SPAC accused TAP of maintaining an "arrogant and intimidating attitude" since the beginning of the restructuring process.
The Civil Aviation Pilots Union (SPAC) on Monday accused TAP of maintaining an “arrogant and intimidating attitude” since the beginning of the restructuring process, blaming the company if the voluntary measures programme fails.
“If the voluntary measures programme is a failure, it is TAP’s responsibility, because it badly designed the programme, did not listen to the unions and ignored the legitimate expectations of the workers”, says the SPAC in a statement, considering the company’s stance “absolutely unacceptable” when “the future of many pilots and their families is at stake.”
For the union, “the way the voluntary measures programme has been conducted calls into question the effort that pilots have made by accepting huge cuts in their pay (50%) and the Emergency Company Agreement.”
According to the union, “since the beginning of the restructuring process, the Board of Directors of the TAP group and its HR (human resources) services have, in relation to SPAC, alternated between autistic behaviour and a posture of interaction.”
“The programme is poorly structured, reveals information deficiencies and is absolutely opaque,” it considers, accusing HR management of being “unable to answer the pilots’ most legitimate questions” and adopting “an arrogant posture in the face of the need for dialogue and a real clarification of the options that are posed and that matter for the decision of those concerned.”
The success of the voluntary measures has direct impact on the situation of those who remain to keep TAP operational and viable”, the union also believes that, with this position, “TAP disregards the situation of those pilots who gave many years of their lives for the success of the company, removing legitimate expectations regarding social benefits that the pilots contributed to and counted on.”

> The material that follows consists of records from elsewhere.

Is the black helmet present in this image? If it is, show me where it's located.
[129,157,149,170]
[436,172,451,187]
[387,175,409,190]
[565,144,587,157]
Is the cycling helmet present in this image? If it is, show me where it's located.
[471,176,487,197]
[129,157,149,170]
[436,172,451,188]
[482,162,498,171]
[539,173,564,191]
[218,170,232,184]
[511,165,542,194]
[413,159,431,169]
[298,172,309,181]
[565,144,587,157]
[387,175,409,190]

Additionally, “pilots are intimidated with the overbearing proposals” that it says have been presented by TAP, from the “impossibility of negotiating conditions”, to the imposition of “unacceptable contractual clauses” and the removal of “the union’s collaboration in representing collective interests.”
“The fact that the measures and conditions are being changed every week, which will imply the extension of the deadline, is also an example of the way in which the group has handled an issue that deserves the seriousness and competence of all parties involved in the process.”
In this context, the union reiterates the appeal for an extension, “at least until the end of March, of the deadline for acceptance of the voluntary measures”, so that all workers are informed “of the true implications of the various hypotheses put forward by TAP” and that “conditions are created for there to be an effective voluntary departure of pilots”.
After five years of private management, in 2020 TAP returned to state control, which now holds 72.5% of its capital, after the company was severely affected by the Covid-19 pandemic and the European Commission authorised state aid of up to 1.2 billion euros for the Portuguese flag carrier.
A restructuring plan for the company was submitted to the European Commission on the last day of the deadline, on December 10, and foresees the dismissal of 500 pilots, 750 cabin crew, 450 maintenance and engineering workers and 250 from other areas.
The plan also provides for a 25% reduction in the group’s wage bill (30% in the case of corporate bodies) and a reduction in the number of aircraft in the company’s fleet, from 108 to 88 commercial planes.
In total, by 2024, the company should receive between 3.414 billion and 3.725 billion euros.